Ed Calamia, an English teacher at a Bronx school, says he doesn’t support congestion pricing, but he still doesn’t think the leadership should be filing lawsuits on behalf of its members without consulting them first. The move by Mulgrew, he says, is not the first time UFT top brass has acted unilaterally. “Some people think the rank-and-file membership should be involved with decisions, and some people think once they’ve been elected, it’s a dictatorship,” Calamia told me. Mulgrew is a member of the Unity Caucus, the majority voting bloc that has dominated UFT elections since its inception in 1962; Calamia is a member of New Action, one of the few opposition caucuses, which has only a handful of seats on UFT’s executive board of about a hundred. Mulgrew is still embroiled in controversy over a decision to change city retirees’ medical plans, a negotiation that critics say happened behind closed doors. Many responses to the lawsuit on social media referenced this conflict: “So the union that couldn’t care less about retirees’ health care is concerned about pollution in SI and the Bronx,” one read. “Interesting.”

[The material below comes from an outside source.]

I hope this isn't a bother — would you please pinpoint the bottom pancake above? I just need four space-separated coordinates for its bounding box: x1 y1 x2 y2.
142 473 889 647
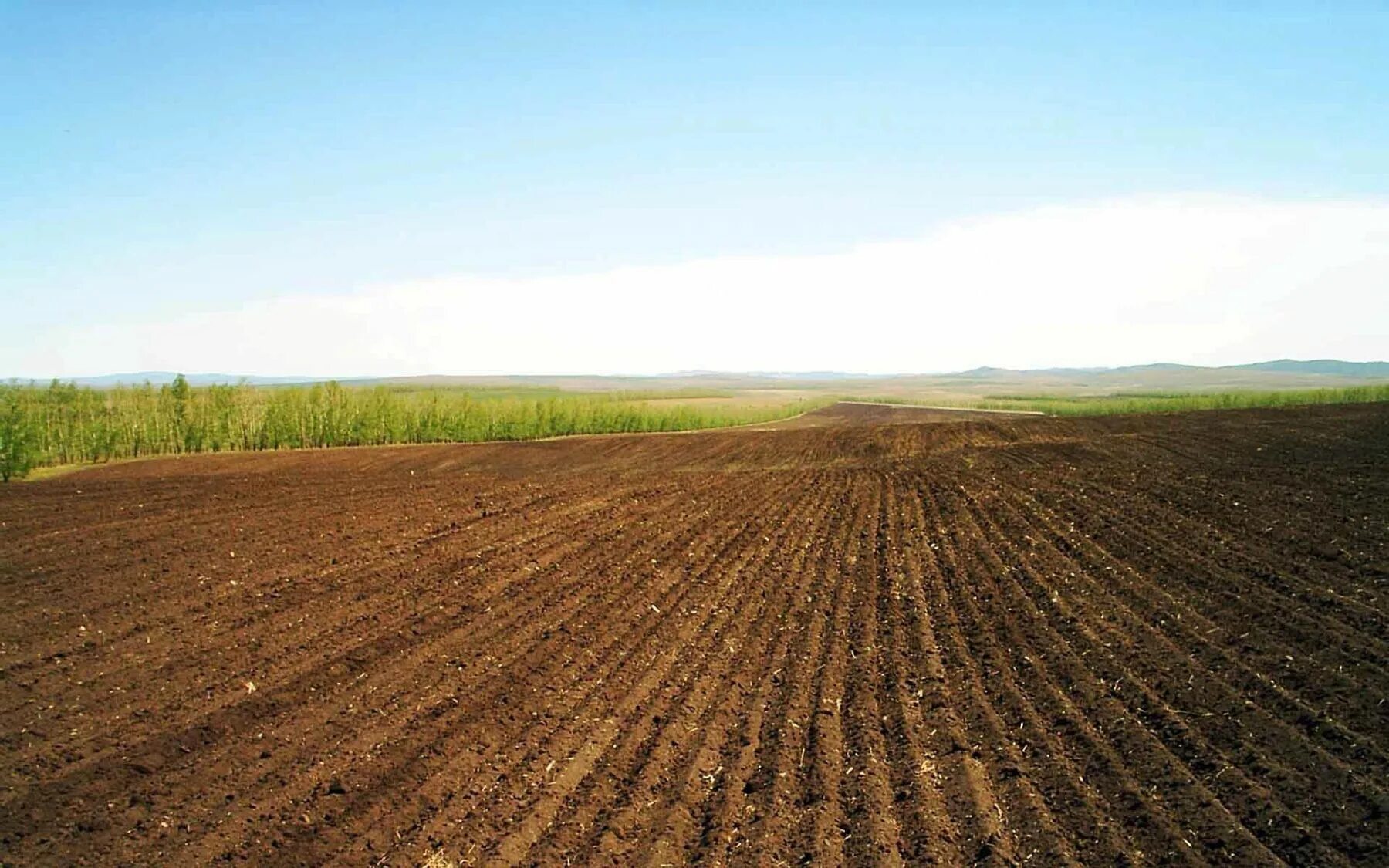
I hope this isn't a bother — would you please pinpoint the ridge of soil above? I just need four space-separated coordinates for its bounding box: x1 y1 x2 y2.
0 404 1389 865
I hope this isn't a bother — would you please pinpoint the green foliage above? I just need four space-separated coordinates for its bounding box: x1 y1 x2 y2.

One person, Calamia noted, who very likely cares about the new congestion pricing policy is Mulgrew himself, who lives on Staten Island and commutes to the UFT offices at 52 Broadway, in the toll zone. As do many of those who work with him as UFT leadership. Using the base amount of $15, each staffer commuting from Staten Island would put an extra $3,900 a year in estimated tolls into the MTA’s pockets if they drove to work every day. Calamia says the members haven’t been told what portion of their dues is now going toward reducing the cost of this trip: “How much are we paying the law firm to do this?”